Bolan paused long enough to palm a frag grenade, release its safety pin and pitch the bomb underhanded toward the shooter’s hiding place. It struck the wall down there and bounced around the corner, out of sight, starting a scramble with a frightened cry.
Four seconds later it blew, shrapnel scoring the walls, smoke and more dust erupting downrange. There were cries of pain, or perhaps pleas for help, all gibberish to Bolan’s ears as he advanced to deal with the survivors, whittling down the odds while there was time, before Cako’s troops got their act together and came at him in force. The more he could eliminate before that moment came, the better off Bolan would be.

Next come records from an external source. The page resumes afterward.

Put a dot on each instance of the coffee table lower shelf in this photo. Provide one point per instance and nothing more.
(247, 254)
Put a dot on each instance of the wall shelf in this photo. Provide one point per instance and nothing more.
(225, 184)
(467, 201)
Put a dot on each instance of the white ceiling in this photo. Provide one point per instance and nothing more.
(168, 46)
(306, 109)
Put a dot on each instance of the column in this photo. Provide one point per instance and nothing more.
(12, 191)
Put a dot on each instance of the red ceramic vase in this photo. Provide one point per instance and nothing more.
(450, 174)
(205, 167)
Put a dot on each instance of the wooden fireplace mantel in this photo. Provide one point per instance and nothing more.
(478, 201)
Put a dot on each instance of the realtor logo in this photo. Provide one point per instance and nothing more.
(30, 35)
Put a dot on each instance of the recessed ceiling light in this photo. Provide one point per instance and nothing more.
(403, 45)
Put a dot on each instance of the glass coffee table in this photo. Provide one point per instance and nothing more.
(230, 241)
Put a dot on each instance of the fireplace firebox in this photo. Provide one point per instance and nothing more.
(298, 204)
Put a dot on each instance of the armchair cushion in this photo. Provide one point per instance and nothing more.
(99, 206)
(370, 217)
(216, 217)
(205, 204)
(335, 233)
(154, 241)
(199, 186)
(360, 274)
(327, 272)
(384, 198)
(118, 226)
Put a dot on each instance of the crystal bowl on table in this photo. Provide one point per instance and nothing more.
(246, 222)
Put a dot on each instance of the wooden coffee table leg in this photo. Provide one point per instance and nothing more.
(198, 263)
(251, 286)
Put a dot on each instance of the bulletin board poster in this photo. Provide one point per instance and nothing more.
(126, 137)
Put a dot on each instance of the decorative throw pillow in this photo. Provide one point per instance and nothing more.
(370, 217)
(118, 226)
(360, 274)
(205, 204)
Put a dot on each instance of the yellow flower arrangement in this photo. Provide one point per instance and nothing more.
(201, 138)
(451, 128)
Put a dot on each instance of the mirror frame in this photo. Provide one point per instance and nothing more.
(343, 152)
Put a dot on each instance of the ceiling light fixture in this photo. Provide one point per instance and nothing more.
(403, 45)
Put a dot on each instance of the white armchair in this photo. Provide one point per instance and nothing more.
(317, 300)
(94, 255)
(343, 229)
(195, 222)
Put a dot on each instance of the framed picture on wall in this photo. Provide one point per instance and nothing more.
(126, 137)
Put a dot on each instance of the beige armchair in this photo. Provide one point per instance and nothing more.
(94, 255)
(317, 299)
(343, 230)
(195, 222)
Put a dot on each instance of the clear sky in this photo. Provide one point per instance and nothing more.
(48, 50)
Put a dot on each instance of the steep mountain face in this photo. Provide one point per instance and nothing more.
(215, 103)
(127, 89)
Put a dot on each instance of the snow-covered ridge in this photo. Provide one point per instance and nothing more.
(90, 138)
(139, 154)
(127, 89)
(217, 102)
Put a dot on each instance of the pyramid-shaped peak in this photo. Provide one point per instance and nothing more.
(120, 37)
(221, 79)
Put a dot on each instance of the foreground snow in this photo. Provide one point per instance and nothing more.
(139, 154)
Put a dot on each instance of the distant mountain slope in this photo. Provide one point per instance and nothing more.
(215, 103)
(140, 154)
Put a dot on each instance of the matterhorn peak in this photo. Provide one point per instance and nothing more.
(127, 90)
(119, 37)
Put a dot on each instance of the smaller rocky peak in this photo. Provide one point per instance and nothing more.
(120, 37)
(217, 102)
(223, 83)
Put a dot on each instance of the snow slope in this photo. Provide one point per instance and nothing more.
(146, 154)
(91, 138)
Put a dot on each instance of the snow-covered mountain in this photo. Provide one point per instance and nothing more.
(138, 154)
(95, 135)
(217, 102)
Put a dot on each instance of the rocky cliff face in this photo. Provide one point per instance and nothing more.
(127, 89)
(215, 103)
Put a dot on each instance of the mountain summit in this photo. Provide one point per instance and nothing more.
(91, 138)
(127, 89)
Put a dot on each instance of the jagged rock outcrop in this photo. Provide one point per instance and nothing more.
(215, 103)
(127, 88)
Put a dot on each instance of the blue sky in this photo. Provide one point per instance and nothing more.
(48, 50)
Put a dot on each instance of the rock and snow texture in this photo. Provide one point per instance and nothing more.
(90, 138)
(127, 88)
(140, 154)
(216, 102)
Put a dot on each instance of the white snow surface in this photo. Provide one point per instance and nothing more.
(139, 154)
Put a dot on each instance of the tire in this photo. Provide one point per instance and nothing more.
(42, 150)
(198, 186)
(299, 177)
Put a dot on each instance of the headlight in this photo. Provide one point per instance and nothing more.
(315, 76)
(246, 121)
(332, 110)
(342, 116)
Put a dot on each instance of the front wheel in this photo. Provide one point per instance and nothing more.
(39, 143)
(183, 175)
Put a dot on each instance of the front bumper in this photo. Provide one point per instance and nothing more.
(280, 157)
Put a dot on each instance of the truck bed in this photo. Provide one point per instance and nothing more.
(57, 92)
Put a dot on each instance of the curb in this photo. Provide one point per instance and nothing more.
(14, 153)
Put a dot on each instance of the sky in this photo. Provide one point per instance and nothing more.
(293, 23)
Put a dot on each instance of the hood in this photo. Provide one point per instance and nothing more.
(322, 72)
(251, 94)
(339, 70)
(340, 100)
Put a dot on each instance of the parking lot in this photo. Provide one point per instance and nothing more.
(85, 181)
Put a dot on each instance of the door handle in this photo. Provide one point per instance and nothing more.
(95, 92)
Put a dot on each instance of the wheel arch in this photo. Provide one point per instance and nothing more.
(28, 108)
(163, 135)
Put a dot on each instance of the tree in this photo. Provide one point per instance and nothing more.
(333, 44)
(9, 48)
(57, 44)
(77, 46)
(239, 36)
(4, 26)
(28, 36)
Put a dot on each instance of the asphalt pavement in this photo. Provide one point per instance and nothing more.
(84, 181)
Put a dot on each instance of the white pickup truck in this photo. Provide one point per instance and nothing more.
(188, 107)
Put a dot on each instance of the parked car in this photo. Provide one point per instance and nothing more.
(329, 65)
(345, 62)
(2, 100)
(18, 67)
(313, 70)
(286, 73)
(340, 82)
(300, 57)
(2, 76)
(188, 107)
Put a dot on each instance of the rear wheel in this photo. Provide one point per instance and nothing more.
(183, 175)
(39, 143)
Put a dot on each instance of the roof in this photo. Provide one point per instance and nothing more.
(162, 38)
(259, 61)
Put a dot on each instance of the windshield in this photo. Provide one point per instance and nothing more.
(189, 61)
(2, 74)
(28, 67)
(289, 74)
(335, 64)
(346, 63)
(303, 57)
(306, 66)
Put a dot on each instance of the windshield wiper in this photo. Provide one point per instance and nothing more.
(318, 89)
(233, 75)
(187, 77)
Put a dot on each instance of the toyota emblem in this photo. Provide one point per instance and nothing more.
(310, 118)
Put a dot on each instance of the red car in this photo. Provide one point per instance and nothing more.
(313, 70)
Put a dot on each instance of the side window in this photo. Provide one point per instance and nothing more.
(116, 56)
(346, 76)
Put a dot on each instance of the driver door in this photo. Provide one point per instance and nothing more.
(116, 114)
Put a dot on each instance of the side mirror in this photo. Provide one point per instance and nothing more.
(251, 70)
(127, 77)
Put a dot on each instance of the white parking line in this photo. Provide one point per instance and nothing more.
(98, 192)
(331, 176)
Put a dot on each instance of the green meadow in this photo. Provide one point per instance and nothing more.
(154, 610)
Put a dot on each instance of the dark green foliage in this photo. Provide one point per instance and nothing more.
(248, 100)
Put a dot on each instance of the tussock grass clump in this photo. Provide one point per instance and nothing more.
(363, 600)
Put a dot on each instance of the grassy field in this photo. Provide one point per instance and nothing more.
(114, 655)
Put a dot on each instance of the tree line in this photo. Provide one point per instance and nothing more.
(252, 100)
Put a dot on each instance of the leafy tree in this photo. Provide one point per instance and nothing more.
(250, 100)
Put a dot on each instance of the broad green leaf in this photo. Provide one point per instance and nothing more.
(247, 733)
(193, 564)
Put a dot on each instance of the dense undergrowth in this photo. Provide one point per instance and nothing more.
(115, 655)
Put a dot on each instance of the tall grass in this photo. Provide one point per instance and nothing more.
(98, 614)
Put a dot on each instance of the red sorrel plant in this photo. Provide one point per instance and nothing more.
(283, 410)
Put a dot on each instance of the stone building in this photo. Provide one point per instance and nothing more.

Not home and dry, by any means, but still more likely to survive and help the women who were waiting for him somewhere in the house. Praying for help, perhaps, and waiting for an Executioner.
CHAPTER TWO
Virginia, two days earlier
Skyline Drive ran through Shenandoah National Park, in the Blue Ridge Mountains of Virginia. Its course covered 105 miles from Front Royal, the northern terminus, to Rockfish Gap near Waynesboro, where it connected with Interstate 64 and U.S. Highway 50, branching off eastward to Charlottesville or westward to Staunton. Those who hadn’t seen enough trees yet could keep on rolling down the Blue Ridge Parkway for another 469 miles, to wind up in North Carolina’s Great Smoky Mountains National Park.
Mack Bolan wasn’t going that far—or even to Rockfish Gap—in his rented Toyota Prius Model NHW20. He’d be leaving Skyline Drive between Luray and Skyland Lodge, taking care of ugly business on a lovely summer’s morning.